Personalised medicine in India needs a systemic prescription

Personalised or precision medicine is often mistaken as a futuristic luxury, relevant only to rare diseases or niche therapies. But the underlying promise is much broader: optimising treatments based on specific patient profiles, medical histories, environmental and lifestyle factors, and response patterns. In countries with organised healthcare systems, it is already making a dent in healthcare outcomes and cost-efficiency. The real question for India is not whether we should adopt personalised medicine, but whether our legal and regulatory system can support it.

Global success, national silence

The US FDA, European Medicines Agency, and regulators in Japan and South Korea have issued detailed frameworks integrating personalised medicine into drug approvals, diagnostics, and treatment protocols. Their systems link hospitals, health records, trial registries, and pricing models, thereby creating end-to-end clarity. For example, the US FDA has worked with stakeholders in the healthcare industry, laboratories, academia, and patient and professional societies to develop a flexible regulatory approach to accommodate rapidly developing precision medicine technologies. India, however, lacks a defined legal or regulatory classification for personalised medicine. While the New Drugs and Clinical Trials Rules, 2019, account for “orphan drugs” and accelerated approvals, the current Indian regulatory regime does not envisage an ecosystem of precision medicine therapies requiring tailored diagnostics, real-time response tracking, or post-market personalisation.

Regulatory red-tape led delays

India’s regulatory gap may be attributed to multiple factors, including the nascent stage of precision medicine adoption in the country, limited infrastructure for genetic testing and data management and the absence of a unified health data policy.
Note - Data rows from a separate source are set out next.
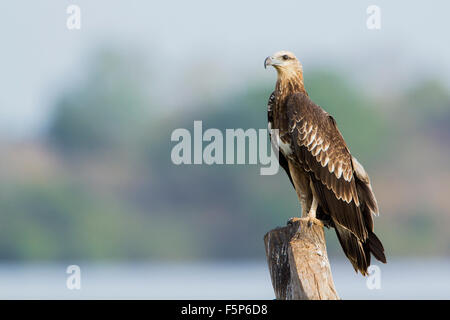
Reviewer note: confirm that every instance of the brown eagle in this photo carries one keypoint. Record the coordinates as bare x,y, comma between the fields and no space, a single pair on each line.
332,186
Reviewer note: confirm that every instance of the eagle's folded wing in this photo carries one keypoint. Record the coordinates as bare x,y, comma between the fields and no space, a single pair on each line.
321,150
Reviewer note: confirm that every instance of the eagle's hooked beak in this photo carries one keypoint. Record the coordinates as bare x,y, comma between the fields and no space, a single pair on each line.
270,61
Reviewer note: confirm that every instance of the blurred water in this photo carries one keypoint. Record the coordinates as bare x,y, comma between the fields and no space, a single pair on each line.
401,279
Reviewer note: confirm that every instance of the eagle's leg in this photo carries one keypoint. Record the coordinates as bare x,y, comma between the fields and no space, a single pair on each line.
301,183
311,215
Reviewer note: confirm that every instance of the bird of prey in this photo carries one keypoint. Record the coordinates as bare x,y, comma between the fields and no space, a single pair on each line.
332,186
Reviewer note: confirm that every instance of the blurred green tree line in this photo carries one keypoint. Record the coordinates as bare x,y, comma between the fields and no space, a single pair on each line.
111,191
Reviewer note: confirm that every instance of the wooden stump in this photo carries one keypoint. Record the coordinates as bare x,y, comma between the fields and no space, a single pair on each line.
298,262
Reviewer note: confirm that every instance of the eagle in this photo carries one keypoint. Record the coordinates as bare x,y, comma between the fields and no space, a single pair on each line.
332,186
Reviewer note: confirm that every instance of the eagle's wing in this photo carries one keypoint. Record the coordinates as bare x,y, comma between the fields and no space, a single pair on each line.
345,195
281,159
321,150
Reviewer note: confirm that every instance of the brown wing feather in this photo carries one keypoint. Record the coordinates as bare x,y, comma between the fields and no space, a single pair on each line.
322,151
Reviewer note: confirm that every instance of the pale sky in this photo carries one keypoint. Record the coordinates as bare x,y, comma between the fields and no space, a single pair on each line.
40,56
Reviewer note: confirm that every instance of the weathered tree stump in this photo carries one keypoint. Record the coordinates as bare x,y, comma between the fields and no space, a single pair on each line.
298,262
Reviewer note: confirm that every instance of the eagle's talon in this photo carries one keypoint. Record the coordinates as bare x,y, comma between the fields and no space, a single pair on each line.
292,220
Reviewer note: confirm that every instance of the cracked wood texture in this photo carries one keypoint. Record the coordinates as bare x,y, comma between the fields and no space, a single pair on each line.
298,262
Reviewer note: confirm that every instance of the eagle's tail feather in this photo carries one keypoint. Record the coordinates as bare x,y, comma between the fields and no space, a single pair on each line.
356,252
376,247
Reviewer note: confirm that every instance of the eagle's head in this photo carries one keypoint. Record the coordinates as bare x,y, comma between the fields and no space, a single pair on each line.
285,63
Furthermore, regulators have been slow in adapting to rapid technological advancements in genomics and biotechnology. Ethical concerns, data privacy issues and the need for co-ordination amongst multiple agencies such as the ICMR, CDSCO and Ministry of Health and Family Welfare also hinder efforts to establish regulations for new-age technologies. As a result, stakeholders engaged in precision medicine in India operate in a legal gray area, potentially impacting innovation, access and accountability in this emerging field of medicine.

A healthcare model not built for individualisation  

India’s healthcare system is not yet structured to support healthcare personalisation at scale. Public healthcare delivery is focused on primary care and mass treatment. Most government drug procurement policies prioritise cost-efficiency over outcome-based personalisation. Hospitals and pharmacies are not required to maintain treatment-response databases that personalised care depends on. Regulatory bodies have no framework for real-time tracking of therapy adjustments or treatment iteration. Furthermore, medical infrastructure is highly uneven. Urban tertiary centers may experiment with tailored approaches for oncology or metabolic disorders, but 70 per cent of the population depends on rural or semi-urban setups that follow standard protocols due to resource constraints.

Infrastructure, not innovation, is the bottleneck

Unlike developed nations, the challenge in India is not innovation—it is implementation. A surge in startups offering tech-led personalisation in wellness, diagnostics, and chronic care indicates demand. But these models operate in silos, unlinked to public health policy or insurance frameworks. There is no legal requirement for integration with the Ayushman Bharat Digital Mission or health registries.

Our laws are also not structured to evaluate outcomes or reward personalisation. Insurance contracts do not incentivise tailored treatments. National health schemes have not incorporated flexibility in protocols or pricing. The clinical establishment rules do not define how hospitals can legally deploy variable-dose or response-based therapies without falling foul of standard care norms.

So, is there even a need in India?

Yes-and the rationale is not futuristic, it is practical. India has one of the highest burdens of non-communicable diseases (NCDs) including diabetes, cardiovascular conditions, and cancer. These are precisely the diseases where personalisation improves compliance, reduces hospital stays, and cuts long-term costs. With an aging population and rising lifestyle diseases, standardised treatment is economically unsustainable. It is also relevant in multi-drug resistance, a growing challenge in India. It allows tailoring treatments based on what has failed for a patient before reducing trial and error prescriptions that increase resistance and costs.

The legal vacuum is the real roadblock

India has the scientific capacity, market size, and disease burden to benefit from personalised medicine. But legal and regulatory clarity is missing at every step. No official definition exists and the “one size fits all” approach remains prevalent. There are no approval guidelines, reimbursement frameworks, or institutional directives. Unless this gap is addressed, the promise of personalisation will remain limited without becoming a systemic option for broader public health impact.